There is no single accepted medical treatment for desmoid tumors. Numerous reports of individual cases show shrinkage or stabilization of tumor size or at least improvement in symptoms after a very wide variety of treatments. Patients with desmoid tumors have been treated with non-steroidal anti-inflammatory drugs (NSAIDs), the class of drugs including aspirin, Advil and other compounds. The most widely used NSAID for treatment of desmoid tumors is Clinoril, also known as sulindac. (Most approved drugs have a brand name, which is capitalized, and a generic name, which is not. In this case, sulindac is generic while Clinoril is the brand name.) Clinoril was initially shown to decrease the polyps associated with familial polyposis, and during treatment of some patient’s polyps their desmoid tumors were found to shrink as well. More recently, COX-2 inhibitors have been used for polyposis patients, and for desmoid tumors as well. It was hoped that the COX-2 inhibitors would have fewer side effects than other NSAIDs, including sulindac . However, concerns about increased clotting and even increased risk of heart attacks led to the withdrawal of some COX-2 inhibitors and more restricted use of others. Celebrex, or celecoxib, is still available and has been used for many patients with desmoids, with or without polyposis. In most but not all cases, NSAIDs are combined with an anti-estrogen (see below).

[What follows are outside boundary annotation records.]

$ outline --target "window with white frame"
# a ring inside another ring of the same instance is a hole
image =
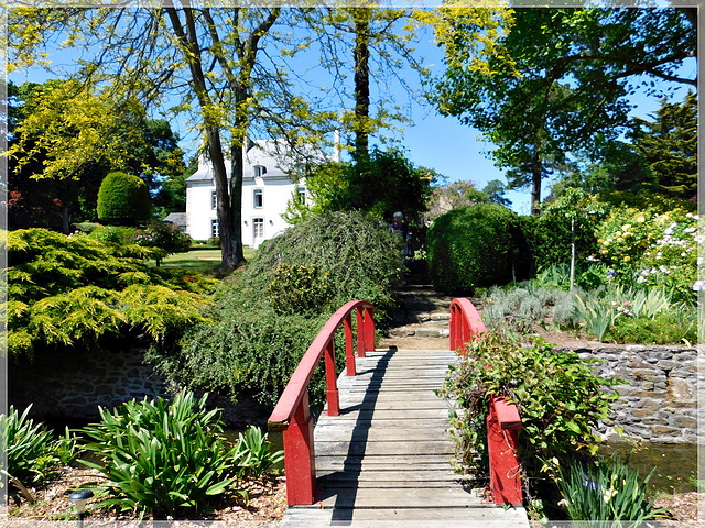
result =
[[[261,207],[263,207],[264,205],[264,199],[263,199],[263,194],[262,194],[262,189],[254,189],[253,195],[252,195],[252,206],[256,209],[259,209]]]
[[[264,237],[264,219],[263,218],[253,218],[252,219],[252,229],[254,232],[254,238],[263,238]]]

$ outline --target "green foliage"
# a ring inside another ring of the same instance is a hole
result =
[[[429,229],[429,273],[443,292],[471,293],[529,274],[519,217],[496,205],[454,209]]]
[[[126,173],[108,174],[98,190],[98,218],[102,222],[134,224],[150,219],[147,184]]]
[[[571,262],[574,226],[576,263],[581,267],[579,263],[597,251],[594,231],[603,209],[594,197],[582,196],[575,201],[558,199],[544,204],[539,217],[521,217],[534,261],[544,267]]]
[[[340,306],[369,300],[378,307],[375,320],[384,321],[400,261],[398,237],[369,215],[312,217],[262,244],[238,282],[217,294],[209,321],[189,330],[178,350],[153,350],[151,359],[177,386],[272,406]],[[302,295],[289,290],[296,285],[306,288]],[[336,350],[340,370],[343,330]],[[325,400],[323,373],[319,367],[311,384],[313,405]]]
[[[699,217],[680,207],[659,210],[649,202],[614,208],[596,230],[596,256],[615,270],[618,280],[665,287],[674,300],[694,305]]]
[[[696,343],[697,312],[694,308],[671,308],[653,318],[622,317],[609,329],[606,339],[618,343]]]
[[[99,407],[101,421],[83,429],[85,449],[101,463],[82,461],[105,481],[100,506],[122,512],[174,515],[205,510],[215,496],[234,490],[239,460],[228,448],[219,409],[206,410],[207,395],[196,400],[181,393],[163,398],[127,402],[112,413]]]
[[[333,292],[329,273],[318,267],[280,264],[267,287],[269,301],[278,314],[317,312]]]
[[[262,244],[242,276],[242,287],[251,299],[261,295],[274,278],[280,264],[316,266],[318,276],[328,276],[332,290],[317,312],[336,309],[349,300],[372,302],[383,319],[394,306],[393,286],[399,280],[401,246],[399,237],[364,212],[330,212],[311,218]]]
[[[570,458],[561,464],[557,459],[546,462],[546,470],[558,486],[563,499],[558,503],[572,520],[643,521],[664,517],[666,508],[655,508],[647,486],[654,470],[646,479],[629,469],[616,455],[608,460],[581,463]],[[612,522],[592,522],[590,526],[615,526]]]
[[[0,448],[7,453],[3,473],[28,486],[51,479],[59,463],[68,459],[59,458],[59,448],[66,453],[69,446],[55,440],[44,425],[29,418],[31,408],[30,405],[19,414],[11,405],[8,416],[0,417]]]
[[[540,338],[522,342],[516,334],[490,332],[468,344],[451,366],[443,395],[452,410],[457,454],[468,466],[487,474],[489,396],[507,395],[522,420],[519,436],[524,471],[532,461],[597,449],[594,428],[610,413],[618,381],[596,376],[593,361],[575,352],[555,352]],[[478,367],[479,366],[479,367]]]
[[[214,282],[149,267],[152,250],[101,243],[122,229],[66,237],[43,229],[8,233],[8,351],[31,355],[48,346],[77,346],[130,328],[161,341],[202,320]],[[95,235],[95,237],[94,237]]]
[[[228,394],[234,402],[253,399],[269,407],[279,400],[304,352],[329,318],[279,316],[238,293],[226,293],[213,322],[186,332],[175,353],[153,350],[150,359],[180,387]],[[344,364],[344,341],[336,340],[338,370]],[[323,367],[311,386],[312,405],[325,402]]]
[[[292,198],[284,218],[299,223],[312,215],[362,210],[391,219],[394,211],[402,211],[419,224],[433,178],[432,172],[414,167],[401,151],[375,148],[356,163],[314,167],[306,175],[307,202]]]
[[[697,197],[697,96],[688,90],[683,103],[664,98],[653,117],[654,122],[636,119],[637,150],[661,191],[685,200]]]

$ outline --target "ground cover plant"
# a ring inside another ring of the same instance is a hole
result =
[[[174,386],[227,394],[272,407],[325,322],[349,300],[376,305],[375,320],[394,305],[401,241],[362,212],[312,217],[264,242],[236,280],[225,282],[205,321],[149,359]],[[354,318],[355,321],[355,318]],[[355,322],[354,322],[355,324]],[[336,336],[338,372],[345,365]],[[325,399],[323,367],[312,405]]]
[[[442,292],[473,294],[529,276],[529,246],[519,217],[506,207],[477,205],[442,215],[426,243],[429,275]]]
[[[688,344],[697,340],[697,310],[673,301],[665,287],[619,284],[604,264],[592,264],[568,290],[566,265],[550,266],[527,282],[485,292],[488,328],[568,331],[618,343]],[[581,286],[596,286],[583,289]]]
[[[221,409],[208,410],[207,397],[180,393],[170,402],[130,400],[112,410],[99,408],[100,421],[58,439],[26,418],[29,408],[22,415],[11,408],[2,417],[9,432],[7,474],[13,486],[41,487],[64,474],[63,468],[79,464],[98,476],[82,484],[95,494],[91,510],[139,518],[205,515],[224,496],[247,501],[245,481],[275,474],[283,452],[273,451],[268,436],[253,427],[229,440]],[[87,455],[89,460],[77,460]]]
[[[556,483],[562,499],[558,505],[572,520],[636,521],[664,517],[668,508],[657,508],[655,497],[648,484],[655,470],[644,479],[629,468],[628,462],[611,455],[609,459],[575,458],[560,462],[544,461],[544,471]],[[595,522],[590,526],[615,526]]]
[[[544,515],[554,488],[545,485],[541,460],[566,461],[598,451],[594,432],[617,399],[622,382],[597,376],[575,352],[555,352],[533,336],[490,331],[467,344],[451,366],[441,395],[452,402],[451,436],[460,471],[489,475],[489,398],[506,395],[522,419],[518,457],[532,508]],[[481,365],[481,366],[480,366]],[[543,506],[545,504],[545,506]]]
[[[54,438],[43,424],[29,417],[31,408],[19,413],[11,405],[8,415],[0,417],[0,449],[7,453],[2,472],[18,487],[46,482],[59,465],[72,463],[77,455],[75,438],[68,430]]]
[[[151,248],[45,229],[8,232],[10,358],[110,338],[169,340],[200,320],[215,288],[202,275],[147,265]]]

Clear evidence suggests the hormonal dependency of some desmoid tumors. Hormonal agents such as tamoxifen (brand name Nolvadex), toremifene, raloxifene and progesterones have all been used, often in combination with NSAIDs. Of these, tamoxifen has been used most widely. Most physicians prescribe tamoxifen at standard doses, similar to those used for breast cancer, but some have recommended much higher doses. There is no firm evidence to suggest that higher doses of tamoxifen are better than lower doses. Treatment with hormones and NSAIDs, both alone and in combination, result in detectable improvement in pain and other symptoms in about half of patients, but lead to major shrinkage in only a small minority of patients and complete disappearance of the tumor in very few cases.

Chemotherapy

Chemotherapy may be effective in patients with unresectable tumors, and is often used if tumors do not respond to tamoxifen and/or sulindac. Low doses of the chemotherapeutic agents methotrexate and vinblastine produce impressive responses, particularly in children. The combination of methotrexate and vinorelbine may produce a similar benefit with less nerve damage. Liposomal doxorubicin (brand name Doxil) may also be useful. Low-dose chemotherapy is often given for a year, then stopped to observe whether long-term improvement will occur.

More aggressive, high-dose chemotherapy treatments seem to be more active and more toxic, and are usually given for a shorter duration – often about six months. Most physicians reserve high-dose chemotherapy for patients unresponsive to other therapies or with very rapidly growing or very symptomatic tumors. The most commonly used drug is doxorubicin (brand name Adriamycin), often combined with dacarbazine (also known as DTIC). Other chemotherapy combinations have been used, with no consensus as yet as to which is best.

New Drugs

Desmoid tumors sometimes respond to the tyrosine kinase inhibitor imatinib, brand name Gleevec, an effect that is presumably due to expression of one of Gleevec’s molecular targets, PDGF receptor, on desmoid tumors. Antifibrotic agents seem to represent a rational choice for therapy. Experience with one such agent, pirfenidone, is promising but still very limited.

Intralesional Therapy

Another new area of treatment is with intralesional therapy, where something is introduced or applied directly to the inside of the desmoid tumor. Intralesional injections of irritating solutions, such as acetic acid, has led to tumor shrinkage in some cases. Radiofrequency ablation is a technique where needles are inserted into tumors and radiofrequency waves conducted through the needles lead to intense heating of the tumor. This has also led to some desmoid tumor shrinkage, but the experience to date is limited to a few centers and the long-term results are not yet known.

Follow Up

Frequency of follow-up CT or MRI scans must be determined on a case-by-case basis based on the location and extent of the tumor. Other types of imaging studies (x-rays, bone scans, PET scans, etc.) are rarely if ever indicated in patients with desmoid tumors that have been completely removed.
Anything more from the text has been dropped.